Alex Rampell: Financial services represents nearly 10 percent of U.S. GDP and trillions of dollars in market capitalization. As paper currency becomes less relevant, and more transactions move online, whole swaths of physical location-centric industries — banking, insurance, investment management — will be disrupted by lighter-weight, easier to use online counterparts. But the move will be swifter. Amazon can’t conquer all categories, because in-store shopping addresses immediacy and the ability to try merchandise — and sometimes, shopping and browsing are just fun. Money is the ultimate commodity, and going to banks is a nuisance, so one can imagine online finance conquering 100 percent of the market.

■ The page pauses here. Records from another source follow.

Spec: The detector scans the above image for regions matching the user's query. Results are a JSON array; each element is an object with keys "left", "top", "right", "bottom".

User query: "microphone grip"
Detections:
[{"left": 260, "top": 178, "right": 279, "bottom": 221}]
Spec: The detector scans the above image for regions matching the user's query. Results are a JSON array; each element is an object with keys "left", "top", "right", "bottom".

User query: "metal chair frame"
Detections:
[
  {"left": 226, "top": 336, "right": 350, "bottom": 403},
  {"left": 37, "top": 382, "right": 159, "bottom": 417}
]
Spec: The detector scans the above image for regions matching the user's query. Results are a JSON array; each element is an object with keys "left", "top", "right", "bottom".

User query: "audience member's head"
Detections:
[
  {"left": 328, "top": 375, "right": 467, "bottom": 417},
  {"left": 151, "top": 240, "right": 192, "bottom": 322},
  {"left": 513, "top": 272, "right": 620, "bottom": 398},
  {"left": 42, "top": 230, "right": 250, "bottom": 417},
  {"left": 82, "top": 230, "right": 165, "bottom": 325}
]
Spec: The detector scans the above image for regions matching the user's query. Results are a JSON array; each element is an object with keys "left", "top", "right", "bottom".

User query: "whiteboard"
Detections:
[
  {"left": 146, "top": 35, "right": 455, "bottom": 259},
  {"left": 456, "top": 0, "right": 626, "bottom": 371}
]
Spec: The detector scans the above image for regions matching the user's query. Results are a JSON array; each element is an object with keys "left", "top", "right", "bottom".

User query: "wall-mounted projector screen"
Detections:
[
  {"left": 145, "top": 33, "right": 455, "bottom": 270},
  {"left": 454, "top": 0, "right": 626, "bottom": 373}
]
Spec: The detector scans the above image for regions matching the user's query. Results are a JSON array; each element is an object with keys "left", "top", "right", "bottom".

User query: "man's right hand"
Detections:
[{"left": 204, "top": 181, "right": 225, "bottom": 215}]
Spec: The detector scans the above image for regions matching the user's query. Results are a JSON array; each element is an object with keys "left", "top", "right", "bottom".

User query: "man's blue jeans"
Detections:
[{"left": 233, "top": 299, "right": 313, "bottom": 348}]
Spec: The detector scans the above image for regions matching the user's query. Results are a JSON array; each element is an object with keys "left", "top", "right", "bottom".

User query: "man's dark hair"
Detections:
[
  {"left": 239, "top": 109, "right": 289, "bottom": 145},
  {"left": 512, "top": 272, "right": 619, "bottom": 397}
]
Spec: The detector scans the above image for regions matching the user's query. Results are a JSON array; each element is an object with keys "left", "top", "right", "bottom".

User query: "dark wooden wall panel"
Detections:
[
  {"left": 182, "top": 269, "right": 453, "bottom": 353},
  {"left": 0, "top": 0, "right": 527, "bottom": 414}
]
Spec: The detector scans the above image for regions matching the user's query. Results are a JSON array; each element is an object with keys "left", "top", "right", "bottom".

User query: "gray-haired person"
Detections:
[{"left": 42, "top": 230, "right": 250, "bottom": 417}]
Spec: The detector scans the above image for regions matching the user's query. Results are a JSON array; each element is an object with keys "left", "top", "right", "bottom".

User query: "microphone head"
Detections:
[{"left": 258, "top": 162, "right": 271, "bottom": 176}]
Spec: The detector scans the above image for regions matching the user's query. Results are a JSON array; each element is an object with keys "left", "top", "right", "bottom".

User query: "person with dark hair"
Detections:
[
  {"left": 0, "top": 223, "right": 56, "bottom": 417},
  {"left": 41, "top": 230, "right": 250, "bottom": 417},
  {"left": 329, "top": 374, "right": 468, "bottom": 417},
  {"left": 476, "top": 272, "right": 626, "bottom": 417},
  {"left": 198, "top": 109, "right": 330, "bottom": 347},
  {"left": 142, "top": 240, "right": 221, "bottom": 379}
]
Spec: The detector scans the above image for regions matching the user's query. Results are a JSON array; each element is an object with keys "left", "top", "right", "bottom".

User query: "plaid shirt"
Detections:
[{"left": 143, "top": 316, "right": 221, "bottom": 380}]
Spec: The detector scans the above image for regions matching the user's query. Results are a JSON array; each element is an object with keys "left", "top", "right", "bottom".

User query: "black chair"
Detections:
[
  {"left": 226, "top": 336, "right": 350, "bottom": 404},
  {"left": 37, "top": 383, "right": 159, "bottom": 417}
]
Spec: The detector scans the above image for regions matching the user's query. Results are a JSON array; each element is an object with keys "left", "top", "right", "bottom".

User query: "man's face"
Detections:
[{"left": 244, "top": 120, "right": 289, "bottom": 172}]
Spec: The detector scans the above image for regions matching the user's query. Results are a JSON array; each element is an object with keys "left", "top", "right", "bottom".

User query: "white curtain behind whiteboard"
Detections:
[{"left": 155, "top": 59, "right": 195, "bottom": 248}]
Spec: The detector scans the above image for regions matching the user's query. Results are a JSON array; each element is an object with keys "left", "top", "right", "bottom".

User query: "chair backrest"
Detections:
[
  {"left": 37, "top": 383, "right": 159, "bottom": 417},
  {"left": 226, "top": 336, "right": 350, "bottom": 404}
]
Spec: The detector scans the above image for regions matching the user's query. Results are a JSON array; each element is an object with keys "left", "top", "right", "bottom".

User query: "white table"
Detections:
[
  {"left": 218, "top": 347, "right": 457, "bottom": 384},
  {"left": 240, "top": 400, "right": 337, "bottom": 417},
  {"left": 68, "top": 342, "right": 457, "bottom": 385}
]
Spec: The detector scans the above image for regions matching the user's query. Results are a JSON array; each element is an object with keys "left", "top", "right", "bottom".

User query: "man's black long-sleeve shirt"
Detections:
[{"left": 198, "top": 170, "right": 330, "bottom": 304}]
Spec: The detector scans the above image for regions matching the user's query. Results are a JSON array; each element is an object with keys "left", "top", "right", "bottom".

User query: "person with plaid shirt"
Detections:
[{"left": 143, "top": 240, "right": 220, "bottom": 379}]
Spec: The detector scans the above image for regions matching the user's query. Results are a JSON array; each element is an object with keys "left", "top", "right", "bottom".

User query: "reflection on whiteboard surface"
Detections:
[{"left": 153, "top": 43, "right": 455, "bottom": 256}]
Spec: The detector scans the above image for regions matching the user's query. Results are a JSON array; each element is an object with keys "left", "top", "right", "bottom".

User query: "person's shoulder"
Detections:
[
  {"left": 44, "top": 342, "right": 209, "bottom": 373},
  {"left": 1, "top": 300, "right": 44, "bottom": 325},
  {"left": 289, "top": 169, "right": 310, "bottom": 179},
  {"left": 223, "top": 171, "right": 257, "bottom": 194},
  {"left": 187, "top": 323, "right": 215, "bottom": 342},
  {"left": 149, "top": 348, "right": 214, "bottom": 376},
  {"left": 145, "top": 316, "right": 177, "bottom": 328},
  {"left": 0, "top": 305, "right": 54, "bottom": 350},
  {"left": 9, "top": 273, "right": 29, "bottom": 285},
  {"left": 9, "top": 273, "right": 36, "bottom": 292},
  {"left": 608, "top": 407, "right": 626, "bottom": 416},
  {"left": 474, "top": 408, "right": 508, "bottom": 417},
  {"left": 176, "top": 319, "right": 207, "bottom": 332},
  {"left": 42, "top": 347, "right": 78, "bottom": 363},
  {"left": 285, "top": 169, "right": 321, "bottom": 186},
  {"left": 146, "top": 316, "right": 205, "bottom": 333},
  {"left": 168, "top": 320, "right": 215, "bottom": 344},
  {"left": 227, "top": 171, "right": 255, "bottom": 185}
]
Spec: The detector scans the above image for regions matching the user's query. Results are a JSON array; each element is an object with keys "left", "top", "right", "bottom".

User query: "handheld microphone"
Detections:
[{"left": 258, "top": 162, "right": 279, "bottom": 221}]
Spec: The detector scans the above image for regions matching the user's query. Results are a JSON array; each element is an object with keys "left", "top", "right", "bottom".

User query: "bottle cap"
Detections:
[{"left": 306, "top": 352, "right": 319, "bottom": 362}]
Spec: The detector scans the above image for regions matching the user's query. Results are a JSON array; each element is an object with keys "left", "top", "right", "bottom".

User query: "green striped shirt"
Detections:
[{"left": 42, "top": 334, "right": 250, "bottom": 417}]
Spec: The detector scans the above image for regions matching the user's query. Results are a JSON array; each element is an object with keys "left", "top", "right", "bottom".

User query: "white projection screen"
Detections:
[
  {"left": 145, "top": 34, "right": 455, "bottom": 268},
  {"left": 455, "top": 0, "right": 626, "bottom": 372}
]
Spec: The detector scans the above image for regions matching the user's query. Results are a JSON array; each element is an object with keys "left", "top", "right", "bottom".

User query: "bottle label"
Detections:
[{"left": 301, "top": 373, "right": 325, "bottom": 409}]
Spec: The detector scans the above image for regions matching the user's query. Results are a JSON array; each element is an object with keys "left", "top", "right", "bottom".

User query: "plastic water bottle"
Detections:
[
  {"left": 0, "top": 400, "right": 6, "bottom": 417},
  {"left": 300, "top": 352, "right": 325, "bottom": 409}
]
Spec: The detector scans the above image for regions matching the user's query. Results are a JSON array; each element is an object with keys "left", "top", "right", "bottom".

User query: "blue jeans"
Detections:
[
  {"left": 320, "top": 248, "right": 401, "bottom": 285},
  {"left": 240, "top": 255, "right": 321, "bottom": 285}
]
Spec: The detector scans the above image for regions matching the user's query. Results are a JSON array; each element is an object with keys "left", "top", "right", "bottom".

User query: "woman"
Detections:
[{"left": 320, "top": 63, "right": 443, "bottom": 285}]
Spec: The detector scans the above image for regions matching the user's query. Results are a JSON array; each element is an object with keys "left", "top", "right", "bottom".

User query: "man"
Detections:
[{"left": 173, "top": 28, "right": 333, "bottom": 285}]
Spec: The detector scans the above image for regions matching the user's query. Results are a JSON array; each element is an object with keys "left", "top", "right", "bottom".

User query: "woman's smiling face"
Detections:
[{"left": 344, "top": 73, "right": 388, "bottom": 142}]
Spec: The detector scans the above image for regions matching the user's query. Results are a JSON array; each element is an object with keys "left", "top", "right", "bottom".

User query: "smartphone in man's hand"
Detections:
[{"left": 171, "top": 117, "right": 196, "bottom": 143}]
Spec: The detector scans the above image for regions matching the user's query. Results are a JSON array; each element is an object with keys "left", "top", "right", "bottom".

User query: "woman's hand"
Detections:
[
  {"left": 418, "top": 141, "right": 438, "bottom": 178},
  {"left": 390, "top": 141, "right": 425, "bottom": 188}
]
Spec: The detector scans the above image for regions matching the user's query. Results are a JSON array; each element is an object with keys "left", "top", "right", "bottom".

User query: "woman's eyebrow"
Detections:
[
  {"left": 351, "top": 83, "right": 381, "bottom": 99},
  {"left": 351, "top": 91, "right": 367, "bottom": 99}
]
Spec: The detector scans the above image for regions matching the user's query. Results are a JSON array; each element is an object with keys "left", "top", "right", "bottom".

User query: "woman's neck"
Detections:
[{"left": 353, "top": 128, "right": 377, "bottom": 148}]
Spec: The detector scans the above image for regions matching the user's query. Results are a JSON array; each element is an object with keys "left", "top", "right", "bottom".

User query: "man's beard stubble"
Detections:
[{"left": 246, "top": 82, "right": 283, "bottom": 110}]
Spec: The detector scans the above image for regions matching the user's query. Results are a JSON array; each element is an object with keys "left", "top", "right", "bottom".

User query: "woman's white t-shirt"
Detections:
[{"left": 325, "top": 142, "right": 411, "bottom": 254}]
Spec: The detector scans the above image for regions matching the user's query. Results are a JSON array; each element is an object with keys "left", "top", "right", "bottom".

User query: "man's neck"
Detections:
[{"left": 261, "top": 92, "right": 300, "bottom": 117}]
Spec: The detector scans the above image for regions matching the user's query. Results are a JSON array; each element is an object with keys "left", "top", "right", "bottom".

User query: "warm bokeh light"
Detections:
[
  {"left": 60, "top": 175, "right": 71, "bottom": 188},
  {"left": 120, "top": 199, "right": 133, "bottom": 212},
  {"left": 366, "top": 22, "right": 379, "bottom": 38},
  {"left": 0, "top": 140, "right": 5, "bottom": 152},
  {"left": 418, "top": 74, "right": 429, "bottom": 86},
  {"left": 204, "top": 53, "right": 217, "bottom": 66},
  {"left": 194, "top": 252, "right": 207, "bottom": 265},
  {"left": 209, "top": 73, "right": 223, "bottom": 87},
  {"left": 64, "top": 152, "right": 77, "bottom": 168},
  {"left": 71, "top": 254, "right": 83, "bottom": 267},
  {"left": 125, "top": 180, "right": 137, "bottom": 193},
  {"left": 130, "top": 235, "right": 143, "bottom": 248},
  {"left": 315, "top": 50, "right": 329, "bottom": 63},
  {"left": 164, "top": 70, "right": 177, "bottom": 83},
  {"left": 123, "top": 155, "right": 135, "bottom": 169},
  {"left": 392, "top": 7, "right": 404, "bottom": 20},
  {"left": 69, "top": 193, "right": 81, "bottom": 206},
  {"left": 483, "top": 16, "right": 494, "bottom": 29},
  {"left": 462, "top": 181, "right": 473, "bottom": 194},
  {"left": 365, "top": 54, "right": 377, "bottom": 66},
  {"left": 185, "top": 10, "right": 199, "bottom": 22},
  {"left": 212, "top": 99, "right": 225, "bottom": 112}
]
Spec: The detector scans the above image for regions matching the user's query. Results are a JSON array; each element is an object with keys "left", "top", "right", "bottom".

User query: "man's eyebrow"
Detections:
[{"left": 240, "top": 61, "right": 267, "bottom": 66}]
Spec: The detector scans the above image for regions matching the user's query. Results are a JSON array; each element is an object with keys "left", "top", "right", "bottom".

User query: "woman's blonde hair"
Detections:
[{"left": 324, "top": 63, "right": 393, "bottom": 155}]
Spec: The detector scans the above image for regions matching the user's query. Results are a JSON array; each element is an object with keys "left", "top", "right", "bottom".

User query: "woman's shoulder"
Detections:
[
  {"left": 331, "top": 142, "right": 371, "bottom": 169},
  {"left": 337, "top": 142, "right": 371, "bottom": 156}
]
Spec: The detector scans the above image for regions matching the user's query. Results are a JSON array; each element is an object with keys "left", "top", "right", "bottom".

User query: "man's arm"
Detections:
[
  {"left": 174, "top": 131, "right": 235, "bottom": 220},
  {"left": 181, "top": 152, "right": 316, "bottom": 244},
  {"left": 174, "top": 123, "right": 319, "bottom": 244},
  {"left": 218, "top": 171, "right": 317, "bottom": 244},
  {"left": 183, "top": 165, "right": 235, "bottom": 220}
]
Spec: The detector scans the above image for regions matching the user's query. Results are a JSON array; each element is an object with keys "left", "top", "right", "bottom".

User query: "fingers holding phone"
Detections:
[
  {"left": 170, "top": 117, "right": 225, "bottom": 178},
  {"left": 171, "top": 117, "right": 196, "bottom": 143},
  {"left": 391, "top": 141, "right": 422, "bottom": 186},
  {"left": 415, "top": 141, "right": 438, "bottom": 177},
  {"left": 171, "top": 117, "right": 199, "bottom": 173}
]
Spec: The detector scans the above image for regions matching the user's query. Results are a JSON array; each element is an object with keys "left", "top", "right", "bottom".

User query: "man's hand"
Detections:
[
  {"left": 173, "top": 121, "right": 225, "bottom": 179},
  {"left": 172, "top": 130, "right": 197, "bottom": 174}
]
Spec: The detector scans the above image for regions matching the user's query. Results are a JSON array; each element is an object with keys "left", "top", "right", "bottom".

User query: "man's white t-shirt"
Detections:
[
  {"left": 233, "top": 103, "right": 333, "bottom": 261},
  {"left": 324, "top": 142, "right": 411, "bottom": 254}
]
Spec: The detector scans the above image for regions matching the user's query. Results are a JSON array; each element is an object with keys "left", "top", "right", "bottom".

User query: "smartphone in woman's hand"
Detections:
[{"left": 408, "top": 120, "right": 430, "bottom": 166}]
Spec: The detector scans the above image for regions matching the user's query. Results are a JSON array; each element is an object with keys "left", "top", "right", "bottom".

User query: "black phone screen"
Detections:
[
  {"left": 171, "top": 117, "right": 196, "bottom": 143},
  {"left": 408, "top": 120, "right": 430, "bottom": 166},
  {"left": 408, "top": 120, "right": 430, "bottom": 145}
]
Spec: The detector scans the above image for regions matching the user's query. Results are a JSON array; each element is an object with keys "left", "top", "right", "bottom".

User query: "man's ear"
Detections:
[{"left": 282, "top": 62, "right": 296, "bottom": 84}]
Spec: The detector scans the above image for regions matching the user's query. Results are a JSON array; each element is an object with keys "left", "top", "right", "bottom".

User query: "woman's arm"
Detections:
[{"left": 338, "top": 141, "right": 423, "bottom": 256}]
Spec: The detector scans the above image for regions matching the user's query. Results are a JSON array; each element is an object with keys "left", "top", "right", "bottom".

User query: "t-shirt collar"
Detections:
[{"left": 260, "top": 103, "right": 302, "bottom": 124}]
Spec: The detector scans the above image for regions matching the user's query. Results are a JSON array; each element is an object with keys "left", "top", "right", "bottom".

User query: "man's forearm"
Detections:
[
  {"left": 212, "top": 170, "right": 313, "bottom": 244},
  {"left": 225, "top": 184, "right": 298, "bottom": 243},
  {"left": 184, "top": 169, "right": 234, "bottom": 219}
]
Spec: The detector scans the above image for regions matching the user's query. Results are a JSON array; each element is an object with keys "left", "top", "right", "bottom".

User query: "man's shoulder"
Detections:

Ravi Viswanathan, general partner at New Enterprise Associates (NEA)
Investments: Acquia, BloomReach, and Boku
VentureBeat: What will the hot tech trends be in 2017?
Ravi Viswanathan: AI will become the “big data” from five years ago — the initial massive hype will settle into real use cases that solve real problems, versus just buzzwords flying around. We will continue to see a broad range of applications for AI-based technologies, both in the application layer and the infrastructure layer.
Within the application layer, we will see horizontal markets continue to be funded and scale, including security, data analytics, and marketing. Vertical markets such as financial services, health care, and retail will also see more companies building software using AI. Regarding the infrastructure layer, emerging areas such as machine intelligence and deep learning will continue to thrive in terms of investment dollars.
VB: Will 2017 be a good year for IPOs?
Viswanathan: A positive trend that began in 2016 will continue in 2017, that of quality tech companies going public and not looking at their last private round valuations. The deals will continue to likely get priced very conservatively and see a pop in the markets. This trend will continue, which should bode well for the tech IPO markets.
M&A may still not see a big pop in the tech world in 2017, as buyers will likely continue to be choosy and wait for the “unicorn” phenomena to get repriced to more rational levels. Having said this, the elite companies will still trade at premium multiples.